Introduction to SSIS Script Task


SQL Server 2008 Integration Services contains an assortment of predefined Control Flow tasks designed to carry out specific types of actions. Collectively, they cover a wide range of scenarios; however, their specialized nature sometimes turns out to be overly restrictive. This article explains how to accommodate these custom requirements by employing the considerably more flexible Script Task.
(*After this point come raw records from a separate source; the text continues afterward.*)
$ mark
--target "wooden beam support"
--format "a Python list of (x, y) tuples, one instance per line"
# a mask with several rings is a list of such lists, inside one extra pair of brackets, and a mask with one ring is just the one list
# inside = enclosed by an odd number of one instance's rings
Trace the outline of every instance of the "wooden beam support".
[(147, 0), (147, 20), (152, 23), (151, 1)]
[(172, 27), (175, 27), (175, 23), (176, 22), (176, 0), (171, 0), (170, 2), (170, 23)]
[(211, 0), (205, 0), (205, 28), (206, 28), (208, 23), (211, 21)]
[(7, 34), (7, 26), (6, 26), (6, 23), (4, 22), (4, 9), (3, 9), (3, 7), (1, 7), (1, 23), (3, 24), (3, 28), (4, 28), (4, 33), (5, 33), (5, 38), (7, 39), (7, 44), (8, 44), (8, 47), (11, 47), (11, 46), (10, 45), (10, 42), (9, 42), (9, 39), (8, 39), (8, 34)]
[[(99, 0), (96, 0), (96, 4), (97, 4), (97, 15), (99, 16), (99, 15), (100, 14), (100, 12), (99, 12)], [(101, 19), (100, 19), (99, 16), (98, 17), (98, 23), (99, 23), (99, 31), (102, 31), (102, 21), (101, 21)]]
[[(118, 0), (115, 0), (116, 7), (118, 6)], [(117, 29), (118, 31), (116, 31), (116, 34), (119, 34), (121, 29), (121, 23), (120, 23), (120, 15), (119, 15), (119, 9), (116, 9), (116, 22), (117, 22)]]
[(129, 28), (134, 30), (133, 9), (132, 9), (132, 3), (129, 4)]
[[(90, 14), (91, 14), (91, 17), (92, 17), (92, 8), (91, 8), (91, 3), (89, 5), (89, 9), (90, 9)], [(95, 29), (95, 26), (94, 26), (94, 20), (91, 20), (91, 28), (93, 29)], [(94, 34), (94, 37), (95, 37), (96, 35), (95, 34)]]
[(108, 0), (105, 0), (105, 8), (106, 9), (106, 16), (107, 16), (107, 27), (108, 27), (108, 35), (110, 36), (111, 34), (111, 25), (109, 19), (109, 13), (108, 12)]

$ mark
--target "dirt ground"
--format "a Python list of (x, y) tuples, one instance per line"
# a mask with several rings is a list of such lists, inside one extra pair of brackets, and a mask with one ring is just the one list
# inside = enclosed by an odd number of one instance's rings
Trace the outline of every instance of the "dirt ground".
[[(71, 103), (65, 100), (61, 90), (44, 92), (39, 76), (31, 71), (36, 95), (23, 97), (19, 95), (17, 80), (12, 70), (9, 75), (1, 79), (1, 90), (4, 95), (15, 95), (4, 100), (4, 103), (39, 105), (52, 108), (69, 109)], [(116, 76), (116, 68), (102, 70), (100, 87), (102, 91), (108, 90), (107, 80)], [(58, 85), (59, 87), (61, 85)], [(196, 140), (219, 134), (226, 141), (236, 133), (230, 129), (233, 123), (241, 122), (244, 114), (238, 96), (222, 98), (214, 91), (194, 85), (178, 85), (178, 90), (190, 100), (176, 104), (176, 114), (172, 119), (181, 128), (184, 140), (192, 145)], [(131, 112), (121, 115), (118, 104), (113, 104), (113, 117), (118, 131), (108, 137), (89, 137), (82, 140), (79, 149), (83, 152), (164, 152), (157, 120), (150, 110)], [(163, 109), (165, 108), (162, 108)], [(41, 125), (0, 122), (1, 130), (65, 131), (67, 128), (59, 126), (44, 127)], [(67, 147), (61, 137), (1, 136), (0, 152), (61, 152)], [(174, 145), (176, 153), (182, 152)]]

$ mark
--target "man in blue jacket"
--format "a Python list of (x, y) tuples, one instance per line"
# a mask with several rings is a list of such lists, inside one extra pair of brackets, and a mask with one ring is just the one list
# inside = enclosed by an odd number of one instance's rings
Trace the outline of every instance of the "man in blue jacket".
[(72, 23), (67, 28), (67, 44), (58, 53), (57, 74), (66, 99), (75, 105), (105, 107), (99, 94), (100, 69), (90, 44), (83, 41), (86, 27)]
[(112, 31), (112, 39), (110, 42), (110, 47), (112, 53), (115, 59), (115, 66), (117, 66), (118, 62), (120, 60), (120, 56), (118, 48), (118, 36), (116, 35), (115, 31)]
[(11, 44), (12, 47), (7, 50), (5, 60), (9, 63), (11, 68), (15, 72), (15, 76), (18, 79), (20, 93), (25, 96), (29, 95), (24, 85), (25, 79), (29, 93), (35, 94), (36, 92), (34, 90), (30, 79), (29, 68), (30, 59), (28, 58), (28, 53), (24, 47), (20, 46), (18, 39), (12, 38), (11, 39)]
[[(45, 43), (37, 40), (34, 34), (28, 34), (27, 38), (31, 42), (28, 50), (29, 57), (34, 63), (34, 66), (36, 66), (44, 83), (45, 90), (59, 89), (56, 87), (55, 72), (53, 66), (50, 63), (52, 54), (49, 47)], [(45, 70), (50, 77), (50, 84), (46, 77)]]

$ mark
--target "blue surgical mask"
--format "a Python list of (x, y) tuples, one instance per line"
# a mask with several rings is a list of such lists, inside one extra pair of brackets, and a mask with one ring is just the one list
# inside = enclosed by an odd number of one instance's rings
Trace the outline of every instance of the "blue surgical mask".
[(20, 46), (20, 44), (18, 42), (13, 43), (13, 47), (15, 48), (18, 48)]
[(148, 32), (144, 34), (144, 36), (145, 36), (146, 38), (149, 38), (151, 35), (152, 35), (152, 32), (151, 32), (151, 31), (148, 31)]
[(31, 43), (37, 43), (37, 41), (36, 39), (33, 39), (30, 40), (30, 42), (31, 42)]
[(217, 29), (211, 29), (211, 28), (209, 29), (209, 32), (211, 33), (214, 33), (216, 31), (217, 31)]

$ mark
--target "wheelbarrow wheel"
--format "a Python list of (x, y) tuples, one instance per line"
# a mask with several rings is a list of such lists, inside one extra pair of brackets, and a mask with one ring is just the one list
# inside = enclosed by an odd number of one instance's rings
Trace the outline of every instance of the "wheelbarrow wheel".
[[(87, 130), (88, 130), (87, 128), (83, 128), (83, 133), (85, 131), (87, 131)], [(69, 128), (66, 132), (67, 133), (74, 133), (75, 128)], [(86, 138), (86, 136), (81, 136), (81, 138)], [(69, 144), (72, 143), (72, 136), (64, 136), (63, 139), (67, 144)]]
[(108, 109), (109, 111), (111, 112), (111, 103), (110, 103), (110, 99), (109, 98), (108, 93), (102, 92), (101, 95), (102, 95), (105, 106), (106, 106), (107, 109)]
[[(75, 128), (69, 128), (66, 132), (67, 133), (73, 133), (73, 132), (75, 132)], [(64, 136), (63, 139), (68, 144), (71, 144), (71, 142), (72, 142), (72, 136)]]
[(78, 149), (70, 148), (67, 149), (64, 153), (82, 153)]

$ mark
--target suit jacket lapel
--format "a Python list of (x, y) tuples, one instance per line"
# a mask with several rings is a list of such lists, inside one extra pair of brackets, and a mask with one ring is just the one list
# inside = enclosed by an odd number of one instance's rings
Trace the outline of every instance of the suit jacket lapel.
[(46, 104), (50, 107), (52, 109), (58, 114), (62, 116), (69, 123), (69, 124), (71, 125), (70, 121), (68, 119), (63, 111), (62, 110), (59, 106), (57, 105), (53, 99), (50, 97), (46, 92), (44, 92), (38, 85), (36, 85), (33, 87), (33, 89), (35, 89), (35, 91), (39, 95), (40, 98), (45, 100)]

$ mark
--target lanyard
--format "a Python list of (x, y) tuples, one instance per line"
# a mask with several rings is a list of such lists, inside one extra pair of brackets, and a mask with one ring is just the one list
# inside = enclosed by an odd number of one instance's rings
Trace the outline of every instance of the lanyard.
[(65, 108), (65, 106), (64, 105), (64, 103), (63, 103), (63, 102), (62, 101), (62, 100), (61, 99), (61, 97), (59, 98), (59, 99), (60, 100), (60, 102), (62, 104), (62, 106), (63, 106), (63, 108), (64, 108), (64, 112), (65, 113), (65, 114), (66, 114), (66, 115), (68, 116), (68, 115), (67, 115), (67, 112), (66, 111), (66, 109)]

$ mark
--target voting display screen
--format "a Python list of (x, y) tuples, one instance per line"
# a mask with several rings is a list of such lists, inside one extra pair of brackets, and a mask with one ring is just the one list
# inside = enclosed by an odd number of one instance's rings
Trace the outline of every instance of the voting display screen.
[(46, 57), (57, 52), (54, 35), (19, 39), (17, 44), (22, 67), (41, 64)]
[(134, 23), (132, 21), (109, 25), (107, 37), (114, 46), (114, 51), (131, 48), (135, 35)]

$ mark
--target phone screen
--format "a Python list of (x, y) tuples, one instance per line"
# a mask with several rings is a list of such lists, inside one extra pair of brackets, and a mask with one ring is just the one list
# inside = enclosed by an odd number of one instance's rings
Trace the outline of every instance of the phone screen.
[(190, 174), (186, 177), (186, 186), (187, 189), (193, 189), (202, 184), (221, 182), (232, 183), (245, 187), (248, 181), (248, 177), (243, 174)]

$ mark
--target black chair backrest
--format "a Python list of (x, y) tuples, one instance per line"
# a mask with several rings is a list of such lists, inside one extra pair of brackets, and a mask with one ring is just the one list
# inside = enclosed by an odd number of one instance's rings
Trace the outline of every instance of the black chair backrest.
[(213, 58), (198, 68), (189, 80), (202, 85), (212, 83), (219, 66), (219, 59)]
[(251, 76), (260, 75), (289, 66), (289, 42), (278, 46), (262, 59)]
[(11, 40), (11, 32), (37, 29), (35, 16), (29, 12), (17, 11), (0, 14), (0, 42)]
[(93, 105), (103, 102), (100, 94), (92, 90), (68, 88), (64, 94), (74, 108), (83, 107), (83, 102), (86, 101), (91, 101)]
SQL Server 2008 Integration Services contains a
diverse assortment of predefined Control Flow tasks, which are designed to
carry out specific types of actions. While collectively they cover a wide range
of scenarios involving data extraction, transformation, and loading, their
specialized nature sometimes turns out to be overly restrictive. In situations
like these, it is usually possible to accommodate custom requirements by
employing the considerably more flexible Script Task. In this article,
we will cover its most relevant features (it is important to note that its
purpose is quite different from the Data Flow-based Script Component, whose characteristics
we are also planning to present on this forum).

It is hard to overstate the flexibility of the Script Task,
considering that boundaries of its capabilities are defined primarily by your
ingenuity, skills, and .NET programming model (starting with SQL Server 2008
Integration Services, it became possible to use Microsoft Visual C#, in
addition to Microsoft Visual Basic available in its predecessor). The task
operates essentially as a wrapper of managed code with access to SSIS-specific
objects, including their methods and properties, interacting with a parent
container (and other SSIS entities) through arbitrarily chosen System and User
variables. Its modifications are handled using Visual Studio Tools for
Applications (VSTA) replacing Visual Studio for Applications (VSA) present in
earlier versions (which, incidentally, was the primary obstacle to providing
support for Visual C#). The VSTA interface offers visual enhancements standard
in practically every current software development environment such as
color-coding or IntelliSense as well as debugging functionality including
breakpoints (which integrate with breakpoint indicators of SSIS tasks and
containers) or Immediate and Output windows. Furthermore, it simplifies
referencing Dynamic Linked Libraries as well as making it possible to directly
reference Web services and COM modules, eliminating the need for the creation
of proxy classes and interop assemblies or for copying them into Global
Assembly Cache and Microsoft.NETFramework folders (which used to be the case
when working with VSA). The
resulting code is precompiled into binary format (VSA was more flexible in this regard, giving you an
option to postpone compilation until execution), effectively shortening total
runtime of the package (although at the cost of its overall size).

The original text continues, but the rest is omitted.